A sole proprietorship is the simplest and most common type of business structure, where a single individual owns and operates the business. This structure has the advantage of being easy and inexpensive to set up, but the owner is personally liable for the business's debts and obligations.
A partnership is a business structure where two or more people share ownership and profits of the business. There are two types of partnerships: general partnerships, where each partner is equally responsible for the business's debts and obligations, and limited partnerships, where there is at least one general partner and one limited partner, with the limited partner having limited liability for the business's debts and obligations.

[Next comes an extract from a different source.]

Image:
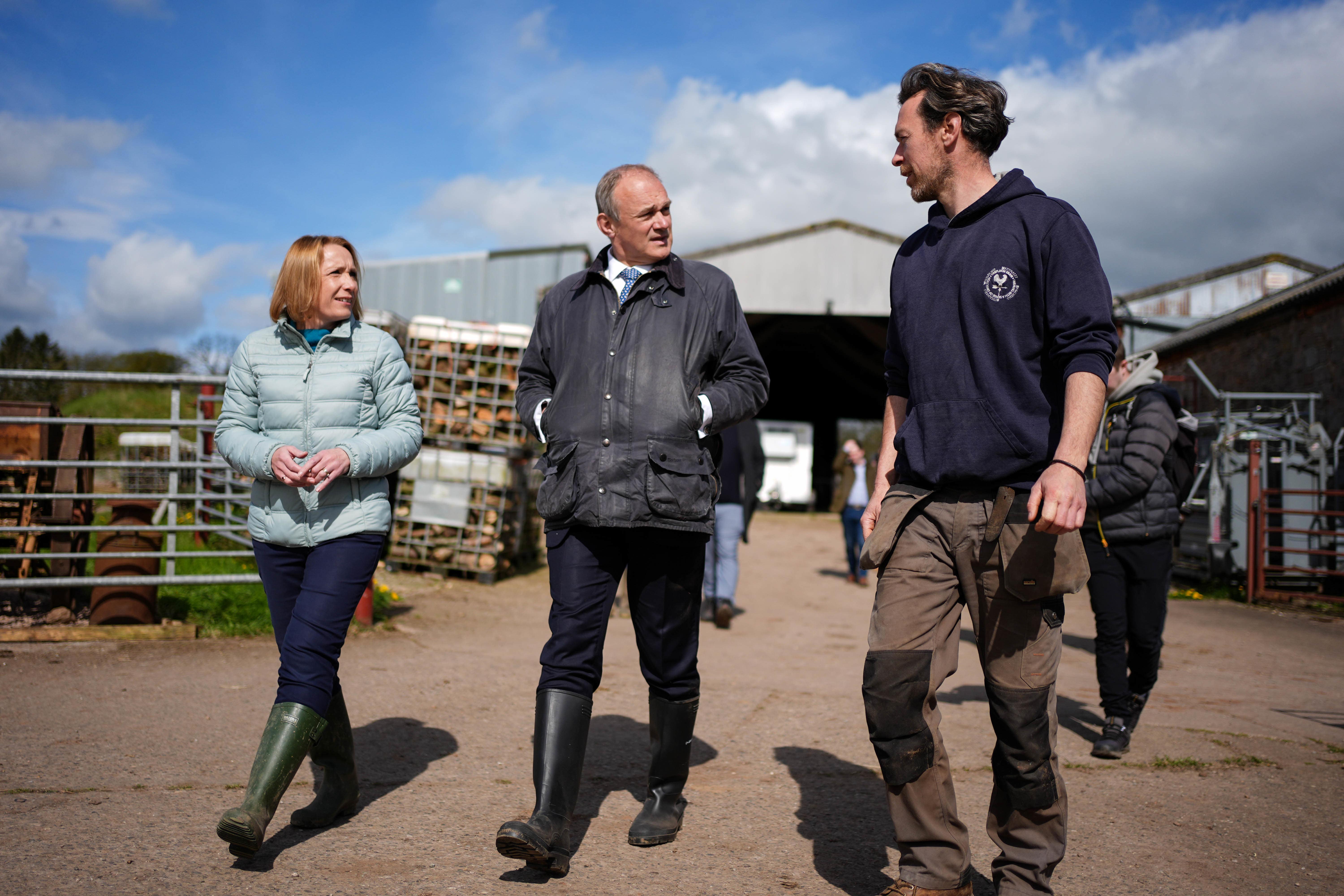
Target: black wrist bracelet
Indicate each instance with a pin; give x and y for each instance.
(1070, 467)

An LLC is a hybrid business structure that combines the liability protection of a corporation with the tax benefits of a partnership. It is a separate legal entity from its owners, which means that the owners are not personally liable for the business's debts and obligations. Additionally, the LLC is taxed like a partnership, which means that the income and losses of the business are passed through to the owners and taxed on their personal tax returns.
An S corporation is a tax status that a corporation can elect to be treated as, allowing it to avoid double taxation. Like an LLC, an S corporation is a separate legal entity from its owners, which means that the owners are not personally liable for the business's debts and obligations. However, an S corporation has more restrictions on who can be an owner and how many owners it can have than an LLC.
A C corporation is a separate legal entity from its owners, which means that the owners are not personally liable for the business's debts and obligations. Unlike an LLC or an S corporation, a C corporation is taxed as a separate entity, which means that it is subject to double taxation. However, it also has the advantage of being able to issue multiple classes of stock and raising capital through public offerings.
It is important to choose the right business structure for your small business, as it can have significant implications on your personal liability, taxes, and ability to raise capital. It is recommended to consult with a professional advisor to determine the best structure for your specific business needs.